FGR and functional trait composition
In the spring, the functional group richness of zooplankton increased overall during the investigated time period 1960-2010; in the coastal area, the increase was nearly twofold. Several environmental factors caused the increase of the FGR in the springtime community. We found that the changes in salinity and temperature mainly impacted the community by increasing the abundance of simpler, smaller organisms. The higher nutrient load in the system in early spring increased the amount of functional groups. In the late summer, functional group richness gradually decreased from the 1970s and 1980s both in the open sea area and coastal area, respectively, until the 1990s where the richness was at its lowest. This most likely reflects the system response to eutrophication that has been extensive in the Baltic Sea since the 1960s (Cederwall & Elmgren 1980; Andersen et al. 2016).

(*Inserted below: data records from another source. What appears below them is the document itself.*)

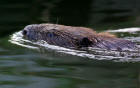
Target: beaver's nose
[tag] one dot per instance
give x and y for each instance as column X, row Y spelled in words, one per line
column 24, row 32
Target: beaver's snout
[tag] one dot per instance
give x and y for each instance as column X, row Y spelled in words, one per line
column 24, row 32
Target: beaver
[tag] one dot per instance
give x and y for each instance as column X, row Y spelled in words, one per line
column 75, row 37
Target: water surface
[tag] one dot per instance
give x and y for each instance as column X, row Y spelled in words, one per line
column 24, row 67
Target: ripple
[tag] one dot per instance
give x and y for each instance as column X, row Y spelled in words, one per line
column 99, row 54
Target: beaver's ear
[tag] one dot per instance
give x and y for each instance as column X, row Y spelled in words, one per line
column 85, row 42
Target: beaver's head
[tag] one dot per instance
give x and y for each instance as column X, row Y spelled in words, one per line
column 56, row 34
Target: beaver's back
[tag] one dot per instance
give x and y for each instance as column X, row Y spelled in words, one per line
column 68, row 36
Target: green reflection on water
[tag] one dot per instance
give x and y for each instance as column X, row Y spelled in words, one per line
column 25, row 68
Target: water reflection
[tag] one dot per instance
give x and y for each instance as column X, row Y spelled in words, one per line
column 28, row 68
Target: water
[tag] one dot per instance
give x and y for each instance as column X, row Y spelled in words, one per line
column 29, row 67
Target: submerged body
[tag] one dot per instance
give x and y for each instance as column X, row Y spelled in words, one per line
column 75, row 37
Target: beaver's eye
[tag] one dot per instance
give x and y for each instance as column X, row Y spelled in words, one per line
column 24, row 32
column 50, row 34
column 85, row 42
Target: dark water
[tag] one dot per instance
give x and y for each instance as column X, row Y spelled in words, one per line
column 22, row 67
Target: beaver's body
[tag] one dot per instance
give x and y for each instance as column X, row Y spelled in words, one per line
column 74, row 37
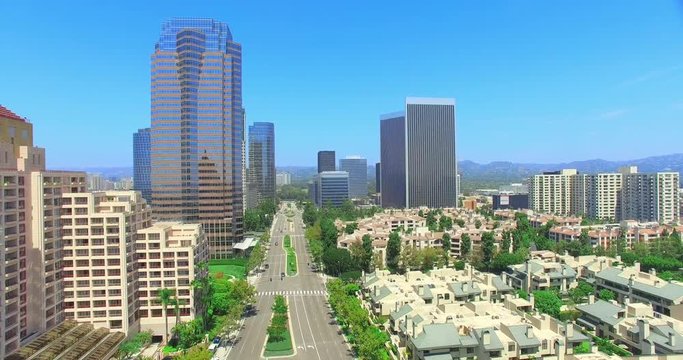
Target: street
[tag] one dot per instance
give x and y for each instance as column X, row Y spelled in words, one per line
column 313, row 330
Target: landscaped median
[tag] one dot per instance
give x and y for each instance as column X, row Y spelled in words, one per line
column 291, row 256
column 230, row 268
column 279, row 341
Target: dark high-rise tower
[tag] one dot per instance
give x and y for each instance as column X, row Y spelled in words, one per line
column 393, row 160
column 142, row 166
column 357, row 167
column 261, row 173
column 418, row 155
column 326, row 161
column 198, row 129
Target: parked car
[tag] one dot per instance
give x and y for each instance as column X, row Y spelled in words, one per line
column 215, row 343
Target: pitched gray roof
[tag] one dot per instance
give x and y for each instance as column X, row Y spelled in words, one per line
column 518, row 333
column 495, row 344
column 383, row 292
column 500, row 285
column 670, row 291
column 459, row 291
column 603, row 310
column 403, row 311
column 437, row 336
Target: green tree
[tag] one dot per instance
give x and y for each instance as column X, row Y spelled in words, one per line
column 581, row 292
column 548, row 302
column 465, row 245
column 165, row 297
column 446, row 244
column 367, row 248
column 488, row 248
column 393, row 252
column 336, row 261
column 607, row 295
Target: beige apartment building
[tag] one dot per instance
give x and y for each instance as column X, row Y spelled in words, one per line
column 30, row 234
column 551, row 192
column 624, row 195
column 167, row 253
column 603, row 196
column 100, row 275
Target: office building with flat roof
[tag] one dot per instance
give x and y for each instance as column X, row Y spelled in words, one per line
column 332, row 188
column 327, row 161
column 261, row 174
column 142, row 166
column 197, row 136
column 357, row 167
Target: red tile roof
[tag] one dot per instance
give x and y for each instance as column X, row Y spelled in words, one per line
column 8, row 114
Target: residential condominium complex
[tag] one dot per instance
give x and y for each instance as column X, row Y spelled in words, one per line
column 357, row 167
column 332, row 188
column 420, row 145
column 450, row 314
column 626, row 195
column 30, row 234
column 261, row 175
column 100, row 276
column 197, row 134
column 142, row 166
column 167, row 255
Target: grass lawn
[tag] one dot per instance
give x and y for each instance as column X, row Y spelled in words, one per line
column 280, row 348
column 229, row 267
column 291, row 256
column 168, row 349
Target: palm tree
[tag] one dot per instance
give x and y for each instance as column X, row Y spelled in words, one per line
column 165, row 298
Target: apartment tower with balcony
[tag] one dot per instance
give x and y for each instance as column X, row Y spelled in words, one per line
column 197, row 131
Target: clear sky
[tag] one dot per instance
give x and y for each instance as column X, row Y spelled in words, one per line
column 534, row 81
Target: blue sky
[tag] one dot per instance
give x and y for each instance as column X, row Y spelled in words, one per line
column 534, row 81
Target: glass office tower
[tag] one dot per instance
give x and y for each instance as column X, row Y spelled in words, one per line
column 262, row 161
column 198, row 129
column 142, row 164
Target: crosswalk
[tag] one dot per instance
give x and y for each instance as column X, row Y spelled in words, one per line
column 287, row 293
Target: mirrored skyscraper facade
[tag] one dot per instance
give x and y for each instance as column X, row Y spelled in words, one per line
column 198, row 129
column 262, row 161
column 142, row 165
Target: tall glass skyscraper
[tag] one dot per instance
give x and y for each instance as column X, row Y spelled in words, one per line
column 142, row 166
column 419, row 166
column 262, row 162
column 198, row 129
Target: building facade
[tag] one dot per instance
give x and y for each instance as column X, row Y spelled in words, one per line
column 431, row 166
column 327, row 161
column 425, row 134
column 357, row 167
column 332, row 188
column 100, row 274
column 30, row 234
column 283, row 179
column 197, row 132
column 142, row 166
column 261, row 173
column 167, row 255
column 393, row 160
column 650, row 197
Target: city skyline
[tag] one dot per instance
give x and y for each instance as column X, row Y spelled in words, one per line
column 632, row 86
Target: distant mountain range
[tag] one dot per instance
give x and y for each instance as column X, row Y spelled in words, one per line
column 494, row 172
column 515, row 172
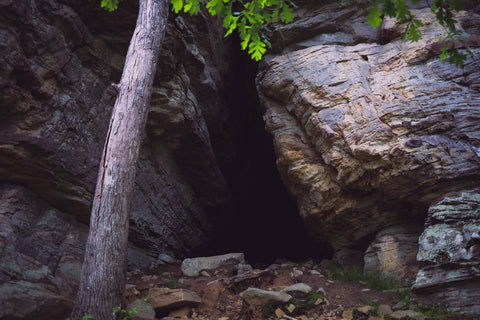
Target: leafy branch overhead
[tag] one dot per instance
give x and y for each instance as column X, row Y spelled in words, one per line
column 444, row 13
column 250, row 19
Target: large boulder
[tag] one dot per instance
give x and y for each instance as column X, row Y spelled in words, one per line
column 369, row 135
column 450, row 251
column 58, row 59
column 370, row 131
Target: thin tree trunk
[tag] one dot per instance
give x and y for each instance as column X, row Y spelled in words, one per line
column 103, row 274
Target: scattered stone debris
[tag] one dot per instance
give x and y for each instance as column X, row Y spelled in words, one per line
column 223, row 288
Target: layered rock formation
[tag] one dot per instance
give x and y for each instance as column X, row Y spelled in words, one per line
column 450, row 249
column 370, row 130
column 58, row 60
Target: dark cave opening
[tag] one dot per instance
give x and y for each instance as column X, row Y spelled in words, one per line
column 265, row 223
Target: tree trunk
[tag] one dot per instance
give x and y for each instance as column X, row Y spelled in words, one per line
column 103, row 274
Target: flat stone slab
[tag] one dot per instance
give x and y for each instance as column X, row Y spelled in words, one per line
column 192, row 267
column 254, row 296
column 162, row 299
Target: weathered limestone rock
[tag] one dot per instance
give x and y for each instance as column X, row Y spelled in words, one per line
column 393, row 253
column 258, row 297
column 192, row 267
column 57, row 62
column 450, row 248
column 368, row 135
column 58, row 59
column 369, row 131
column 162, row 299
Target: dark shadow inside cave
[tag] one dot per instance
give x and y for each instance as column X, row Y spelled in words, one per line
column 265, row 223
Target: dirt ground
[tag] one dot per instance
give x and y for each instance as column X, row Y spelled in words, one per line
column 222, row 300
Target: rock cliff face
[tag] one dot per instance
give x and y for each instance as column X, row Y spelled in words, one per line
column 370, row 131
column 58, row 60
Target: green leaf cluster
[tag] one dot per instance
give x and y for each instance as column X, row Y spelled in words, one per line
column 444, row 13
column 251, row 17
column 248, row 17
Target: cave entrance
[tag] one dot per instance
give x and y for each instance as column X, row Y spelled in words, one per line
column 265, row 223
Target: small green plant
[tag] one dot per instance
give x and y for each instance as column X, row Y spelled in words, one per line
column 313, row 297
column 375, row 304
column 267, row 311
column 131, row 311
column 405, row 297
column 373, row 280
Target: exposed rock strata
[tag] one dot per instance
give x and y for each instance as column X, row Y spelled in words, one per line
column 58, row 60
column 450, row 249
column 368, row 135
column 370, row 132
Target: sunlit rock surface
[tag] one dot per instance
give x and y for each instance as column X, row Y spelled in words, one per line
column 369, row 131
column 58, row 60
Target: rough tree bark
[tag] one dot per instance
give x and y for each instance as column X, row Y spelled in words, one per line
column 103, row 274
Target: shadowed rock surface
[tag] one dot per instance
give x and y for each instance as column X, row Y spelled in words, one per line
column 58, row 60
column 370, row 131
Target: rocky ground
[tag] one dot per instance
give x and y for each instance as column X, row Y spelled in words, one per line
column 231, row 290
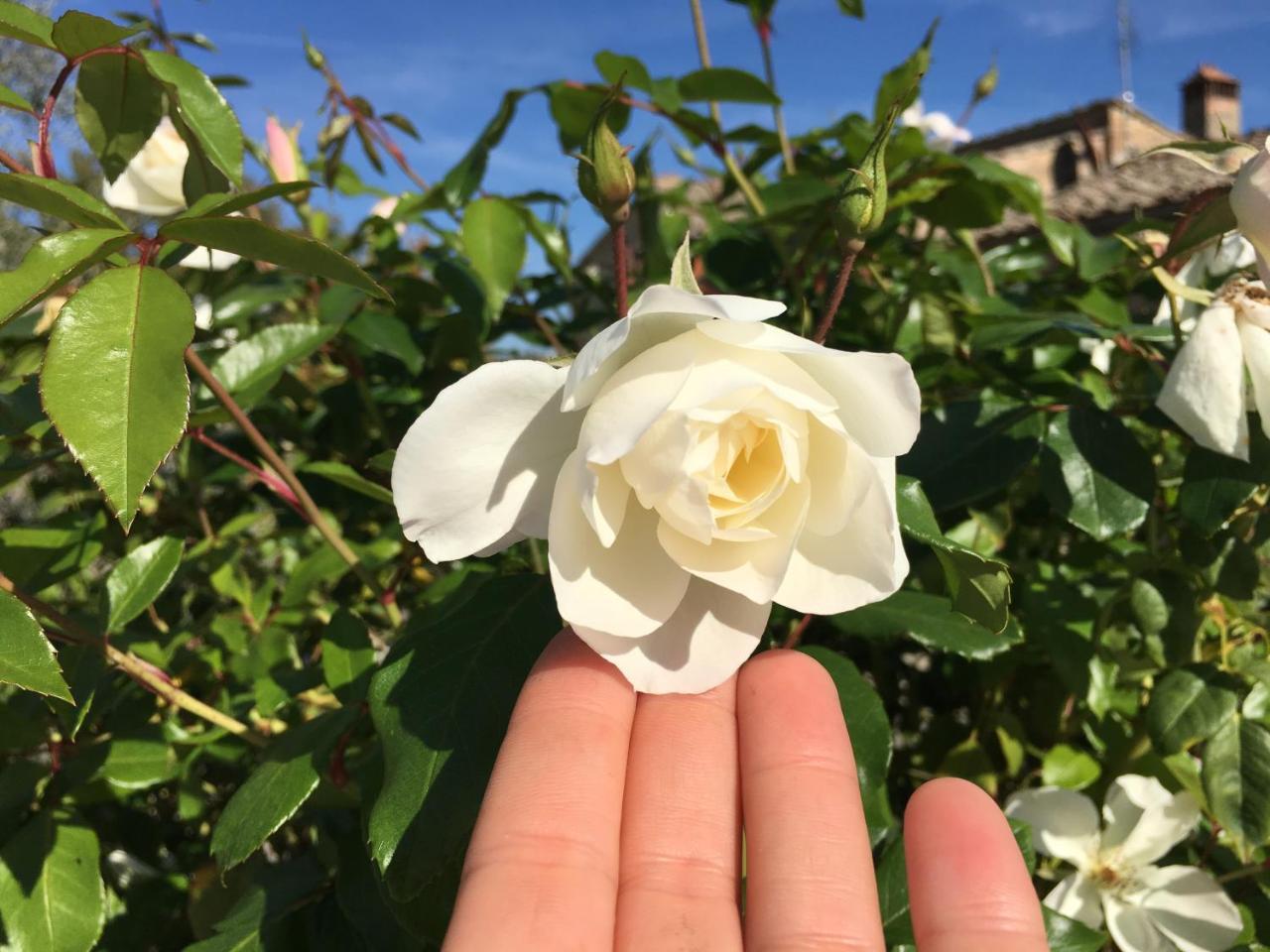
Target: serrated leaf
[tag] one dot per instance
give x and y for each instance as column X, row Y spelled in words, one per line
column 725, row 85
column 53, row 262
column 202, row 109
column 26, row 656
column 58, row 198
column 19, row 22
column 441, row 705
column 258, row 241
column 114, row 379
column 979, row 587
column 1095, row 474
column 350, row 479
column 1237, row 780
column 494, row 238
column 277, row 788
column 76, row 33
column 51, row 888
column 118, row 105
column 347, row 656
column 930, row 621
column 252, row 367
column 139, row 579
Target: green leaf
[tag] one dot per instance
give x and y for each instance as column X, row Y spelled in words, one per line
column 118, row 105
column 1214, row 486
column 26, row 656
column 76, row 33
column 1237, row 780
column 629, row 70
column 139, row 579
column 930, row 621
column 1189, row 705
column 1067, row 934
column 51, row 892
column 1065, row 766
column 350, row 479
column 979, row 585
column 1095, row 474
column 258, row 241
column 12, row 100
column 441, row 705
column 870, row 733
column 347, row 656
column 114, row 379
column 277, row 788
column 19, row 22
column 252, row 367
column 202, row 109
column 726, row 85
column 494, row 238
column 53, row 262
column 60, row 199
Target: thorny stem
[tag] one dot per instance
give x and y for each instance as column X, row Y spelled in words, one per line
column 839, row 289
column 620, row 280
column 765, row 42
column 271, row 456
column 141, row 671
column 45, row 154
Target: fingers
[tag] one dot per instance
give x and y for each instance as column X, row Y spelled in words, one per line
column 968, row 887
column 541, row 871
column 811, row 881
column 681, row 825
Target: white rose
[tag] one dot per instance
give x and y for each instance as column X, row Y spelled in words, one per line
column 151, row 181
column 1147, row 907
column 1250, row 198
column 690, row 468
column 1206, row 391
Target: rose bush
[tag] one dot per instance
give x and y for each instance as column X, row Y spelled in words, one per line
column 691, row 467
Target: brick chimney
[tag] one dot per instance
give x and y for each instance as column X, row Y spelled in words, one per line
column 1210, row 100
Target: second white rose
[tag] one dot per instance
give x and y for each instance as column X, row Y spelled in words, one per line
column 690, row 468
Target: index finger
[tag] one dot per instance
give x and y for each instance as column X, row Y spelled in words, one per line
column 543, row 862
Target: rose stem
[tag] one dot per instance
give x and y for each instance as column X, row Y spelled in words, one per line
column 619, row 235
column 289, row 476
column 141, row 671
column 839, row 289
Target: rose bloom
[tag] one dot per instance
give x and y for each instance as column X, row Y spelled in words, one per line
column 691, row 467
column 1147, row 907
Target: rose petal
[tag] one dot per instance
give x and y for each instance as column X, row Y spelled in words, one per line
column 1078, row 897
column 876, row 395
column 861, row 563
column 1205, row 389
column 1065, row 823
column 1191, row 907
column 1144, row 820
column 698, row 649
column 483, row 460
column 1132, row 928
column 626, row 589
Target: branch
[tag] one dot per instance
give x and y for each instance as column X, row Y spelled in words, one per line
column 271, row 456
column 141, row 671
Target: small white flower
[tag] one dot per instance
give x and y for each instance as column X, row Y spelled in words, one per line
column 1206, row 391
column 691, row 467
column 1147, row 907
column 939, row 128
column 151, row 182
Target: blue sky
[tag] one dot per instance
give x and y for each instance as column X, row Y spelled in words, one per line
column 445, row 63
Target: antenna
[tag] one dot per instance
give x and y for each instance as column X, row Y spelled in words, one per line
column 1124, row 21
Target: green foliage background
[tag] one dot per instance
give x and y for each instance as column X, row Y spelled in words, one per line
column 271, row 729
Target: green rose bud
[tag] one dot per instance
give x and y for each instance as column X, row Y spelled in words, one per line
column 862, row 200
column 604, row 173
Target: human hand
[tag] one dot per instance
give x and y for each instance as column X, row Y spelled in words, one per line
column 613, row 821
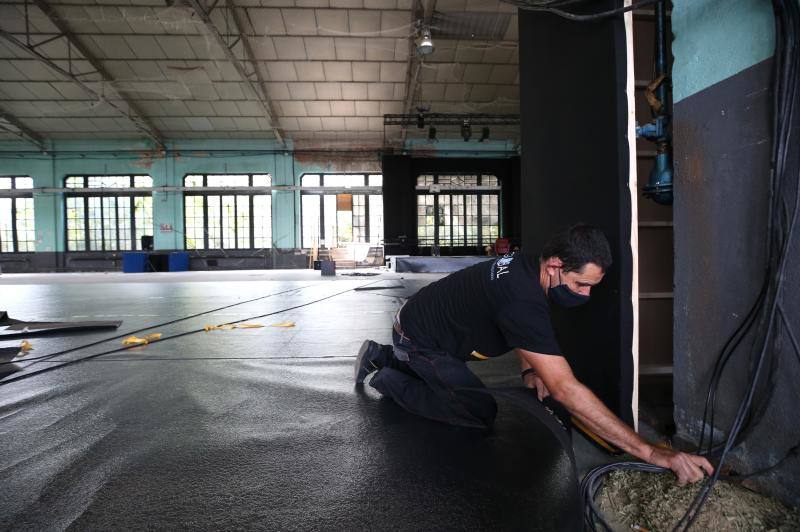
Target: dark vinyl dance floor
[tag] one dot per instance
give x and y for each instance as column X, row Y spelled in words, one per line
column 252, row 428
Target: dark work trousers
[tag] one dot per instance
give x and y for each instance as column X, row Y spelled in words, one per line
column 433, row 384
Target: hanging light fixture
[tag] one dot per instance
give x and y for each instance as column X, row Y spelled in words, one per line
column 425, row 42
column 466, row 130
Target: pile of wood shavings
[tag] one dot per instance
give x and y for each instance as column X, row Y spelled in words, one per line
column 634, row 500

Regarding functional trait composition, the main long-term shift that occurred during 1960-2010 was the shift from a community dominated by filterers in the 1960s towards a mixed- and predator-dominated community in the early 2000. Also the complexity of the organisms changed from more complex groups (Copepoda) to a community dominated by cladocerans and rotifers. Rotifers are known to increase in murky lakes (Leechet al. 2018); they also respond to warming (Daufresne et al. 2009), and to eutrophication (Vehmaa et al. 2018). Gulf of Riga is still known to be one of the most eutrophicated basins in the Baltic Sea (HELCOM 2018), which is a likely reason for the strong increase in rotifers. Vehmaa et al. (2018) showed that also small-bodied cladoceran such as Bosmina (Eubosmina )maritima respond to eutrophication by increasing their abundance.